🤖 AI Summary
Existing text-to-3D avatar generation methods predominantly rely on implicit representations (e.g., NeRF, SDF), hindering direct editing and animation in standard DCC software. This work introduces the first text-driven 3D avatar generation framework explicitly designed for editability: it operates on a template mesh, integrating face-level learnable Jacobian deformations and 2D diffusion priors to ensure identity preservation, controllable geometric detail, and multi-view consistency. We propose a novel local anisotropic vector field to drive deformation—guaranteeing vertex rotation invariance while enhancing expressiveness. Crucially, our method requires no explicit shape prior and natively supports inheritance of 3DMM parameters and blendshapes. The output is a topologically regular, high-fidelity explicit triangular mesh, directly importable into mainstream DCC tools for rigging, editing, and animation—significantly improving both generation efficiency and artistic controllability of digital human assets.
📝 Abstract
Current text-to-avatar methods often rely on implicit representations (e.g., NeRF, SDF, and DMTet), leading to 3D content that artists cannot easily edit and animate in graphics software. This paper introduces a novel framework for generating stylized head avatars from text guidance, which leverages locally learnable mesh deformation and 2D diffusion priors to achieve high-quality digital assets for attribute-preserving manipulation.

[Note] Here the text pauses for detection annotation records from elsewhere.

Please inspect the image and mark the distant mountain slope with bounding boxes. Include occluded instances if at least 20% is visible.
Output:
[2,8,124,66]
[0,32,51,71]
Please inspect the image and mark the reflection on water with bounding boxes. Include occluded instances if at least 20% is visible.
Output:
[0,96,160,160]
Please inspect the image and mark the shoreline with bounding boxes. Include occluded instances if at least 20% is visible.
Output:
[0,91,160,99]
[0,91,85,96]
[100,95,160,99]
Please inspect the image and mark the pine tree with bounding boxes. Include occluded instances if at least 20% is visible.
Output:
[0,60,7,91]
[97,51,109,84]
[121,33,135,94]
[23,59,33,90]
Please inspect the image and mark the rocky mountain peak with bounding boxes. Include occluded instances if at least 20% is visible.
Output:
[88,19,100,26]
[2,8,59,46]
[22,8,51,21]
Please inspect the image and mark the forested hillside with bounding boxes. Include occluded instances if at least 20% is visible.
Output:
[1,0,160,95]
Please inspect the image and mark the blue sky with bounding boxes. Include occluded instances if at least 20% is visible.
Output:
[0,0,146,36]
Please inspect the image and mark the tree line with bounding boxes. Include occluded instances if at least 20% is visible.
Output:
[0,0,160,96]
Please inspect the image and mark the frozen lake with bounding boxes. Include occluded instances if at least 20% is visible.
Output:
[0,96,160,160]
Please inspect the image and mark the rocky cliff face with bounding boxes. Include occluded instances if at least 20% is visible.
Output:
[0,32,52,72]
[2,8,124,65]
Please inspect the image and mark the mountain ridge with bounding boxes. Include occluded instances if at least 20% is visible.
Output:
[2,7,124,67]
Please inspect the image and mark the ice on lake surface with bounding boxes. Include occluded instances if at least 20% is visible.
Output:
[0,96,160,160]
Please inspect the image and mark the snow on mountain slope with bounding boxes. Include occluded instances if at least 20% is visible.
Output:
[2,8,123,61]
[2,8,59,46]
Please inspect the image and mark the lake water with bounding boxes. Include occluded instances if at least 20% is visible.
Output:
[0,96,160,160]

Given a template mesh, our method represents mesh deformation with per-face Jacobians and adaptively modulates local deformation using a learnable vector field. This vector field enables anisotropic scaling while preserving the rotation of vertices, which can better express identity and geometric details. We employ landmark- and contour-based regularization terms to balance the expressiveness and plausibility of generated avatars from multiple views without relying on any specific shape prior. Our framework can generate realistic shapes and textures that can be further edited via text, while supporting seamless editing using the preserved attributes from the template mesh, such as 3DMM parameters, blendshapes, and UV coordinates. Extensive experiments demonstrate that our framework can generate diverse and expressive head avatars with high-quality meshes that artists can easily manipulate in graphics software, facilitating downstream applications such as efficient asset creation and animation with preserved attributes.